What I have come to realize is that chronic pain can also create relationship problems with loved ones be they children, parents, friends or especially spouses/partners. Young children, for example, can miss out on normal activities when a parent is in pain and can’t participate. Children can also become protective and anxious leading them to curtail their lives by staying close to home to the point of not developing friendships or even attending or having problems learning in school.

Friends can express concern and make themselves available but usually only to a point. They move on with their lives and activities, often forgetting about a friend in pain. The person in pain is inadvertently dropped from the circle of friends who are vibrant and active. Life goes on.

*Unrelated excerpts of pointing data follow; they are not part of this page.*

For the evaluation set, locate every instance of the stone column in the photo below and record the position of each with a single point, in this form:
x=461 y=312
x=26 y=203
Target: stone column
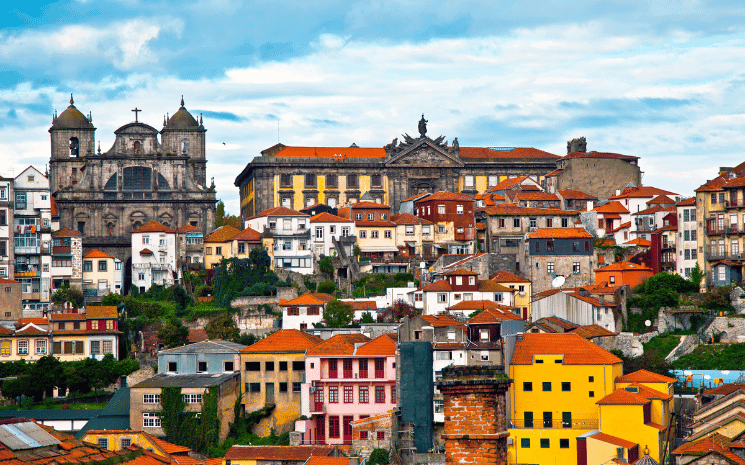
x=475 y=414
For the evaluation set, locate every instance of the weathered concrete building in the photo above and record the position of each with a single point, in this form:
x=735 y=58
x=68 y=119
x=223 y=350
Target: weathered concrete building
x=297 y=177
x=139 y=179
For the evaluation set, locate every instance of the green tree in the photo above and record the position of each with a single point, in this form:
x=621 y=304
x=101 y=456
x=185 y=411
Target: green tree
x=338 y=314
x=173 y=333
x=223 y=327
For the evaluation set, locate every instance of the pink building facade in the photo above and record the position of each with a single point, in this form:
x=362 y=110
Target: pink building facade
x=349 y=377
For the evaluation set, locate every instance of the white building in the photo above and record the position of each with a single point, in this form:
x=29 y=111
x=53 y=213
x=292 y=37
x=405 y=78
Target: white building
x=32 y=238
x=324 y=229
x=291 y=233
x=153 y=256
x=687 y=253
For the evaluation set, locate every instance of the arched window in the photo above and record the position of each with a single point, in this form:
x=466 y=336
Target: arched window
x=74 y=147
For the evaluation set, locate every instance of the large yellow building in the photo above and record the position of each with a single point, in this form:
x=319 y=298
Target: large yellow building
x=570 y=404
x=272 y=371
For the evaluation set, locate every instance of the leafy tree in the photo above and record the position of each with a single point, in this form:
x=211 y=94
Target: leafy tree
x=222 y=327
x=338 y=314
x=326 y=287
x=173 y=333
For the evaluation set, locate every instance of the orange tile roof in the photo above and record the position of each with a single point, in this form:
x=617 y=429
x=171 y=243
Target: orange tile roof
x=639 y=241
x=383 y=345
x=575 y=349
x=187 y=228
x=222 y=234
x=446 y=195
x=96 y=312
x=646 y=376
x=575 y=194
x=153 y=226
x=340 y=344
x=66 y=232
x=613 y=440
x=328 y=218
x=572 y=233
x=593 y=154
x=641 y=192
x=284 y=341
x=249 y=235
x=514 y=210
x=280 y=211
x=438 y=286
x=95 y=253
x=611 y=207
x=276 y=453
x=507 y=277
x=491 y=312
x=311 y=298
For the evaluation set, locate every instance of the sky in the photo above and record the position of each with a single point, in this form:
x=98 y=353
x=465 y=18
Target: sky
x=662 y=80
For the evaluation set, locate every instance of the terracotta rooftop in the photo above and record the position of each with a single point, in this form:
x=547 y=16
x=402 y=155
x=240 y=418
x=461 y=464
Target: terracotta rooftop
x=95 y=253
x=153 y=226
x=340 y=344
x=222 y=234
x=575 y=349
x=284 y=341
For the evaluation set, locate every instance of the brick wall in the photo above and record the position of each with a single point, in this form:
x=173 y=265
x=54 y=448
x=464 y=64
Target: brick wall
x=475 y=414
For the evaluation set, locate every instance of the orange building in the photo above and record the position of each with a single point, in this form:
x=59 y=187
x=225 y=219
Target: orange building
x=622 y=273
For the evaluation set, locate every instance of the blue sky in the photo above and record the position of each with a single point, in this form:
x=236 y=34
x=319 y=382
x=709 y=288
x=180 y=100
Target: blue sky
x=661 y=80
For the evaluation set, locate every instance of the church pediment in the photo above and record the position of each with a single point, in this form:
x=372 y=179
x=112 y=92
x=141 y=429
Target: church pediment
x=425 y=153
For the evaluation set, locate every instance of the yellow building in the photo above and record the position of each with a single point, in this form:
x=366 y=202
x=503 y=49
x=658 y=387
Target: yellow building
x=272 y=371
x=522 y=287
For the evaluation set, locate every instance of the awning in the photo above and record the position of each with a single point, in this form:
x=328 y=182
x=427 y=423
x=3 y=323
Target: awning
x=378 y=248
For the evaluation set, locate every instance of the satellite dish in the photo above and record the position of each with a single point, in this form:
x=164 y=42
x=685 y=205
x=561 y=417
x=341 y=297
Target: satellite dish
x=558 y=281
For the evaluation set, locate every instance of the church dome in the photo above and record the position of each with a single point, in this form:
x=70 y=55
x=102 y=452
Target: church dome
x=182 y=119
x=71 y=118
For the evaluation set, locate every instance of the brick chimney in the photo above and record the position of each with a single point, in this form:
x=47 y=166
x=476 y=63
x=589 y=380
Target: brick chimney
x=475 y=414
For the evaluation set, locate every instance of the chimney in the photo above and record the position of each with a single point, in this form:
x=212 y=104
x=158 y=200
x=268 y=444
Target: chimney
x=475 y=438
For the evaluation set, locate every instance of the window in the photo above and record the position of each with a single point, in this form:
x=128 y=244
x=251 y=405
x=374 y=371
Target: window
x=379 y=394
x=23 y=347
x=348 y=394
x=150 y=420
x=364 y=395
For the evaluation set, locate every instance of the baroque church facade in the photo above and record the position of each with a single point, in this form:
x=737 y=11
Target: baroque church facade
x=106 y=195
x=297 y=177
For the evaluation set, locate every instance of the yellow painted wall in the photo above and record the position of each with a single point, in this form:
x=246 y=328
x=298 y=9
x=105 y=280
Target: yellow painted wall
x=627 y=422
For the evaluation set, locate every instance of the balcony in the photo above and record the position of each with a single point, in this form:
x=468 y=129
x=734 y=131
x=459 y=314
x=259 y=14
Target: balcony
x=555 y=424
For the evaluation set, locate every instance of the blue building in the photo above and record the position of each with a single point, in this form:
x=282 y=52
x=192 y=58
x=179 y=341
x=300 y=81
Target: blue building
x=210 y=357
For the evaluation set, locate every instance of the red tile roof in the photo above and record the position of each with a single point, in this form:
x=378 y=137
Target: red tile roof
x=284 y=341
x=507 y=277
x=280 y=211
x=646 y=376
x=314 y=298
x=222 y=234
x=383 y=345
x=560 y=233
x=276 y=453
x=575 y=349
x=153 y=226
x=641 y=192
x=66 y=232
x=328 y=218
x=95 y=253
x=340 y=344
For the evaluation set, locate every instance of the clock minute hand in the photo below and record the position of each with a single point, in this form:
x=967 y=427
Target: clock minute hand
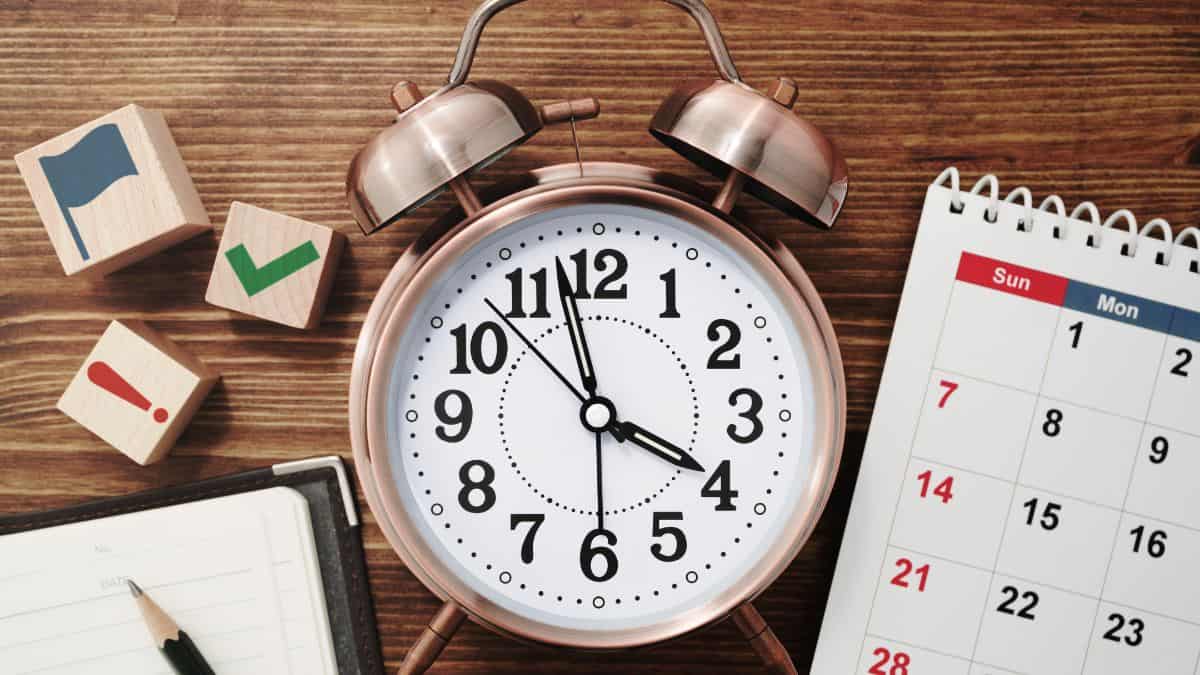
x=575 y=327
x=658 y=446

Parents of adult children can feel guilty that their son or daughter has such pain and no amount of nurturing or guidance can make it go away. Some often wonder why their children and not themselves are stricken and as a result may become overly involved in an attempt to manage their own guilt and sense of failure.

The most difficult, confusing and disruptive problems, however, most often occur in marital/partner relationships. For the “healthy” one there is often an overwhelming feeling of helplessness, sadness and loss. The nature of the relationship can change as favored activities and plans have to be abandoned and worry about the future can set in with a vengeance: “What will we become?” Patience can run dry and spouses can say hurtful, angry words that deepen the anxiety and despair. Couples may need help in offering a “safety net of love” for each other.

There are very effective medications to relieve pain or at least some of it, there are non-traditional approaches such as acupuncture, yoga and massage that can also be wonderfully helpful and relaxing. To this list I would add psychotherapy where couples can talk honestly and openly about their individual feelings and experiences and where words can begin to heal the pain in the relationship if not the body.